İleuslu hastalarda; İndüksiyon öncesi minimum 8 l/dk. akımda 4-5 dakika süre ile preoksijenizasyon uygulanır. Entübasyon için trendelenburg ya da başın 40-45° yukarıda olduğu ters trendelenburg pozisyonu verilir. Anestezik maddenin enjeksiyonundan sonra, entübasyon bitirilinceye kadar entübasyona yardım eden kişi tarafından krikoid bası uygulanarak özefagusu kapatılır ve regürjitasyonun önlenmesini sağlar. Entübasyon sırasında regürjitasyon meydana gelirse, özefagus entübe edilir, hastanın başı yukarıda ise aşağıya indirilir ve mide içeriği dışarı akıtılır. Daha sonra hastanın başı aşağıda olduğu pozisyonda tutarken trekea ikinci bir tüp ile entübe edilir. Hasta yatay pozisyona getirilerek azotprotoksit kullanılmadan, bağırsakların dekompresyonuna kadar anestezi sürdürülür.

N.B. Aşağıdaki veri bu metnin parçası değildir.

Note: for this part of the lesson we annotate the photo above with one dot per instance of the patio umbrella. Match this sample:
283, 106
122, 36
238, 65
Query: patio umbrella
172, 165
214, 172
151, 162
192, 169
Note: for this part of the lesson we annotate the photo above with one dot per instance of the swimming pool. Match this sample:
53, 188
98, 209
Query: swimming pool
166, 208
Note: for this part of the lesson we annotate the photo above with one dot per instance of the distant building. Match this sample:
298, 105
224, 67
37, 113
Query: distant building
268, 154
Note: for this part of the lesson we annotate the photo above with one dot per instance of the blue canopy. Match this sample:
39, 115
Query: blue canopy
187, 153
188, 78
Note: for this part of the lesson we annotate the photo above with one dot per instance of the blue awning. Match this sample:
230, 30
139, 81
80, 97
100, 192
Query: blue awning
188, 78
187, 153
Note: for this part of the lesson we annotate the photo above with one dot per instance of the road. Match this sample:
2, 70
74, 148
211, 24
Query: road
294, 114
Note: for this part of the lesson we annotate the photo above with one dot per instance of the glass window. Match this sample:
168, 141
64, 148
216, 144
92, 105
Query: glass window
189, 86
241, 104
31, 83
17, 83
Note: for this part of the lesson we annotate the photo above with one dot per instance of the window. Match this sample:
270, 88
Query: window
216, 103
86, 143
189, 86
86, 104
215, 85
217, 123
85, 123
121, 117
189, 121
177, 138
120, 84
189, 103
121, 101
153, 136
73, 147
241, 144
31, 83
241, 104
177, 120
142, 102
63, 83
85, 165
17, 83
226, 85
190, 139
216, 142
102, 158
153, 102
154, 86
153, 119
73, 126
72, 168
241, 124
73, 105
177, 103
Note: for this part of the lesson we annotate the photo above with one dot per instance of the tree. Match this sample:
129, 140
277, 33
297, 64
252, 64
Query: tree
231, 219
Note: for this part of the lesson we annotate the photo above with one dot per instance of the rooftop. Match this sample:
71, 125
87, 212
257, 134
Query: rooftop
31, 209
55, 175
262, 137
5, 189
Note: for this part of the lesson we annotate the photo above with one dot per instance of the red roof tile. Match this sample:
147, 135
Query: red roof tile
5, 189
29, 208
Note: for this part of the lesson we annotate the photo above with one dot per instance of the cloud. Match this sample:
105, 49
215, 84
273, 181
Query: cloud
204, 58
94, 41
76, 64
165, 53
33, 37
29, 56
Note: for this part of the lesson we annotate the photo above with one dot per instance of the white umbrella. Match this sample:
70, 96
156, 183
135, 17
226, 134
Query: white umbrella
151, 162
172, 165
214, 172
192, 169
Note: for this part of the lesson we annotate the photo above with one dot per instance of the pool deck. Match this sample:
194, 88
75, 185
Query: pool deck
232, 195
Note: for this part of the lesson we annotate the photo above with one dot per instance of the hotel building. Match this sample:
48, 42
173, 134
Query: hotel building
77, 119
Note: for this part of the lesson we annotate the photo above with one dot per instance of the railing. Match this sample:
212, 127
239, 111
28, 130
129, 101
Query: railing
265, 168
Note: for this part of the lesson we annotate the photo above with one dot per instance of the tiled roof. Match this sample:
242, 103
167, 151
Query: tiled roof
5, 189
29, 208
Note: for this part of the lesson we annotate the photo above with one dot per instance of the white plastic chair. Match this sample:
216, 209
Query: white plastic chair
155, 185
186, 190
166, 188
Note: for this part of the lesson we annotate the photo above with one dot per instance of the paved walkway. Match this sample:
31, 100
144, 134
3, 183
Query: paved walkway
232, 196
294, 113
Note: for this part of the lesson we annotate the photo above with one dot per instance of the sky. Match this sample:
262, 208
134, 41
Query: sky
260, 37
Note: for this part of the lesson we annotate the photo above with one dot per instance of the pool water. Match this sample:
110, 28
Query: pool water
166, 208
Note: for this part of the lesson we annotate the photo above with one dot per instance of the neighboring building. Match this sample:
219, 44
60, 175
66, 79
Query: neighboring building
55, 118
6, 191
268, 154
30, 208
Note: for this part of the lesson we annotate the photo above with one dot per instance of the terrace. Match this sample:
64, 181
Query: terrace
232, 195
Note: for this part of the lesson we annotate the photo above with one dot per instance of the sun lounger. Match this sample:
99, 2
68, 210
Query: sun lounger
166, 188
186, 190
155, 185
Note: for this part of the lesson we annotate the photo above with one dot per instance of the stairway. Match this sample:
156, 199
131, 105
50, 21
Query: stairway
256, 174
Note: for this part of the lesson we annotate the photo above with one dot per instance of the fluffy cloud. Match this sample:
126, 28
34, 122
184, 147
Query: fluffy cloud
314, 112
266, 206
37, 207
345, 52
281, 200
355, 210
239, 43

Abdominal Girişimlerde İdame ve Hasta Takibi Girişim süresince 5-10 ml/kg/saat, büyük girişimler süresince de 15 ml/kg/saat sıvı verilmelidir. Abdominal girişimler sırasında, organların hava ile teması sonucu ısı kaybı olur ve evaporasyonla saatte 0.5°C ısı kaybedilebilir. Hipoterminin organ fonksiyonları üzerindeki olumsuz etkisi yanında, başta kas gevşeticiler olmak üzere ilaçların etkisini artırması, uzatması, ısınma döneminde gelişen titremenin oksijen tüketimini artırması gibi sakıncaları vardır. Özellikle yaşlı hastalarda ısınma süresi daha uzundur.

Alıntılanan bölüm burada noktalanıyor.